The decision about the inclusion of a vaccine in UIP will be based, among other issues, on the extent of the problem and the cost effectiveness, provided safe and effective vaccines are available. In addition, the ‘experts’ opinion is bound to influence such decisions. In a limited resource setting where vaccines against multiple infections may be required, objective data should be used to prioritize inclusion of vaccines in UIP. We hope that the whole issue is addressed based on evidence and not on ‘opinion’.

Rakesh Lodha,
S.K. Kabra,
Department of Pediatrics,
All India Institute of Medical Sciences,
New Delhi 110 029, India.

 

1. Lodha R, Jain Y, Anand K, Kabra SK, Pandav CS. Hepatitis B in India: A review of disease epidemiology. Indian Pediatr 2001; 38: 349- 371.

2. Malathi S, Mohanavalli B, Menon T, Srilatha P, Sankaranarayanan VS, Raju BB, et al. Clinical and viral marker pattern of acute sporadic hepatitis in children in Madras, South India. J Trop Pediatr 1998; 44: 275-278.

3. Das K, Agarwal A, Andrew R, Fronsner GG, Kar P. Role of hepatitis E and other hepatotropic virus in etiology of sporadic acute viral hepatitis: A hospital based study from urban Delhi. Eur J Epidemiol 2000; 16: 937-409.
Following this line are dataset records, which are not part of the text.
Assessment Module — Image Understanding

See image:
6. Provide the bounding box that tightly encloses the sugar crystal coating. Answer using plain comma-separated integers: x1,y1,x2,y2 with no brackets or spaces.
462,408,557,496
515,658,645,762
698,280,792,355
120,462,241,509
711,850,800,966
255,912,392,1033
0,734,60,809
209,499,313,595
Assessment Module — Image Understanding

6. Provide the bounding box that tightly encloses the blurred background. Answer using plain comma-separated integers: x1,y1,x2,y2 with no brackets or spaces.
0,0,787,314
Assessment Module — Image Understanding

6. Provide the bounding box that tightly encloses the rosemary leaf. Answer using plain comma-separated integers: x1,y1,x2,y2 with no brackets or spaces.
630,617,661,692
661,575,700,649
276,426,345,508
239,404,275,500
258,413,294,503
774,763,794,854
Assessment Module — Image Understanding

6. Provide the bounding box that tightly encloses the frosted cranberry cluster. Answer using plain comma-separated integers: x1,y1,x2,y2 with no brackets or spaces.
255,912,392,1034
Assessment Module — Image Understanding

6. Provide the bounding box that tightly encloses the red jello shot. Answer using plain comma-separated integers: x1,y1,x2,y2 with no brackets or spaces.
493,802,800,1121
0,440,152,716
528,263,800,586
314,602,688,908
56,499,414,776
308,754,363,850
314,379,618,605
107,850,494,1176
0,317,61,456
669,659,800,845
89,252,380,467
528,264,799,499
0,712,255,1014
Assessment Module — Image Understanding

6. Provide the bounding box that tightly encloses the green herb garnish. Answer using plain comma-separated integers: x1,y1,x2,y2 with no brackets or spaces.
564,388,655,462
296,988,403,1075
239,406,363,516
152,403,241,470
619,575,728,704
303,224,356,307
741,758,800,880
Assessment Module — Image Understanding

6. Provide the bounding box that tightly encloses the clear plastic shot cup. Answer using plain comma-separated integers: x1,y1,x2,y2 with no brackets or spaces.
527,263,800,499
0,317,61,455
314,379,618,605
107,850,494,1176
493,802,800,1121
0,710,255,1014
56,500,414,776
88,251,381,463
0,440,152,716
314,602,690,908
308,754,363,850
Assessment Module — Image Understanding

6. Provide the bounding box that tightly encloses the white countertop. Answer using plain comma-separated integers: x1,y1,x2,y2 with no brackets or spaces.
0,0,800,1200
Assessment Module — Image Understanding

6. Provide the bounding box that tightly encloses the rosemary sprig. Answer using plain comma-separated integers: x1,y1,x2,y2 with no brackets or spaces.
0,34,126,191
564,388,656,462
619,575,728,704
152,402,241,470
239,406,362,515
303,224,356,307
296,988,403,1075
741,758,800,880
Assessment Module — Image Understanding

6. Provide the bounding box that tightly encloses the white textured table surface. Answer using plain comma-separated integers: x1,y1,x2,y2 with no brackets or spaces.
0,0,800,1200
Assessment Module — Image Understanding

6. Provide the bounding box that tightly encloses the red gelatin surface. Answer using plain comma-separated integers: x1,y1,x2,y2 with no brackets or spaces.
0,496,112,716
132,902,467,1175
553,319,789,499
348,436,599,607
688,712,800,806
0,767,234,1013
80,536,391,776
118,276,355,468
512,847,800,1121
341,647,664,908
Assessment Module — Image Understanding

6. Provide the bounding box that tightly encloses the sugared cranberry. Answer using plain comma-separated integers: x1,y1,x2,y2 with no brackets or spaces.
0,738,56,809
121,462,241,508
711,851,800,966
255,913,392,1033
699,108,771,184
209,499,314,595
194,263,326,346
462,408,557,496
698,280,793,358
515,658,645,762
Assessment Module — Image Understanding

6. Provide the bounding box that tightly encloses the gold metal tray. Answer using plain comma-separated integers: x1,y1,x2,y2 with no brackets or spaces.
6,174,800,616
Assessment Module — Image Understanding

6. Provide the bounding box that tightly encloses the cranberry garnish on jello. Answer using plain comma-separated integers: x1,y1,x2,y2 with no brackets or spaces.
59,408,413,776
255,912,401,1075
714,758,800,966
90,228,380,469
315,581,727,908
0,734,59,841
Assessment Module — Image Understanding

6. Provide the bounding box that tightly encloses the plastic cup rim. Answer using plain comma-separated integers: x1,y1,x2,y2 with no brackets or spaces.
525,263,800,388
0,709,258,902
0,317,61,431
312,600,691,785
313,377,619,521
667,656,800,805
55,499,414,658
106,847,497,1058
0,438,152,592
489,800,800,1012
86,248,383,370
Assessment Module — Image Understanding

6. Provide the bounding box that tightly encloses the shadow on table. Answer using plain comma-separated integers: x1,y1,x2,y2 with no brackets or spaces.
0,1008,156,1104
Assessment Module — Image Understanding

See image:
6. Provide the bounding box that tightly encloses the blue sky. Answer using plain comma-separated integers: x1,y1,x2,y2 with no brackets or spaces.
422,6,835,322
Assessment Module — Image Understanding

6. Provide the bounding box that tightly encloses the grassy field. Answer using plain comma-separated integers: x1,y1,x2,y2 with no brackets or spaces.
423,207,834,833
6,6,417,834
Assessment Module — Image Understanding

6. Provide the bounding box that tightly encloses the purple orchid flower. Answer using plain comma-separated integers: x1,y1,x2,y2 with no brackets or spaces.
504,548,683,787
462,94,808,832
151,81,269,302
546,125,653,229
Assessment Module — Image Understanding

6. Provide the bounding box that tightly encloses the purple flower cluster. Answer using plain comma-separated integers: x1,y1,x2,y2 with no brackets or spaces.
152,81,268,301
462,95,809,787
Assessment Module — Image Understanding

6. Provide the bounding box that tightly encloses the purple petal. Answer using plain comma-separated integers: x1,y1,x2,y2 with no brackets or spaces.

4. Singh J, Prakash C, Panda R, Bora D, Jain DC, Datta KK. Acute sporadic viral hepatitis in urban population of a tribal district in Madhya Pradesh. Indian Pediatr 1998; 35: 105-109.

5. Singh J, Prakash C, Gupta RS. Bora D, Jain DC, Datta KK. Epidemiology of endemic viral hepatitis in an urban area of India: a retrospective community study in Alwar. Bull World Health Organ 1997; 75: 463-468.

6. Thyagarajan SP, Jayaram S, Mohanavalli B. Prevalence of HBV in the general population of India, In: Hepatitis B in India: Problems and prevention. Eds. Sarin SK, Singhal AK. CBS Publications, New Delhi, pp 5-16.

7. Mittal SK. Desirability and feasibility of Hepatitis B vaccine in EPI. Indian J Pediatr 2001; 68: S61-S65.